My population included only licensed lawyers, not law graduates who didn’t take or pass a bar exam. One thing we know about the latter group is that they can’t be practicing law. So, after performing some calculations to account for that group, I estimated that about two-thirds of 2010 graduates were practicing law four and a half years after graduation.

Will the same percentage hold for graduates from other years and in other states? I don’t know; we often have to deal with limited data and isolated points of reference in making real-world plans. I explain in the paper why I think Ohio offers a useful perspective, and why I think the annual number of new bar-required jobs will remain stable in coming years. I’ll write more about both of those issues here soon.

The Good News

The good news for both law schools and prospective students is that my estimate is higher than the BLS’s historic projections. I estimate that, four and a half years after graduation, about 29,250 members of the Class of 2010 are practicing law. Some of the jobs are dubious solo practices; some undoubtedly are part-time, temporary, and/or low paid. Some of them are jobs that a graduate secured only after failing and re-taking the bar exam. Prospective students need to take those factors into account, not simply consider whether they’ll be able to find a job practicing law.
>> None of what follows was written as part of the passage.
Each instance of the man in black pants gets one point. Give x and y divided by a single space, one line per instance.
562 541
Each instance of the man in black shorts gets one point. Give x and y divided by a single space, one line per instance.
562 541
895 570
When all is said and done, though, graduates are finding more “lawyering” jobs than BLS once predicted–although not as many as BLS predicts through a proposed revision to its forecasting method. I’ll comment on the latter in another post.

The other piece of good news is that, if my calculations are correct, and if law school attrition rates remain constant, then about 84.5% of the current 1L class will find lawyering jobs within a few years after graduation. That level of job placement may be sufficiently attractive to maintain enrollment at current rates.

The Bad News

I couched that last sentence carefully: “to maintain enrollment at current rates.” Better placement in lawyering jobs will reassure prospective law students, but I doubt it will draw them back to law school in droves. Law schools, meanwhile, will need to worry about bar passage rates as they enroll students with lower credentials. Declining bar passage rates will discourage potential applicants both directly and indirectly, as they depress the percentage of graduates working in jobs that require bar passage.

Schools will also vary in the percentage of graduates they place in jobs requiring bar admission. Some will place more than 85% in those positions; others will place much less. If I’m right that potential students care about getting jobs that require a law license, enrollment declines will continue at the latter schools.

Summing Up

In making predictions, both here and in my paper, I offer some very specific numbers. I do that to offer a point of reference for debate; I can’t say exactly how many members of the Class of 2017 will find lawyering jobs, or how many students will apply to law school in 2018. I do think, though, that JD students care about their odds of securing a job that requires a law license and that law schools need to account for that preference. To do that, it helps to know as much as we can about operation of the legal market.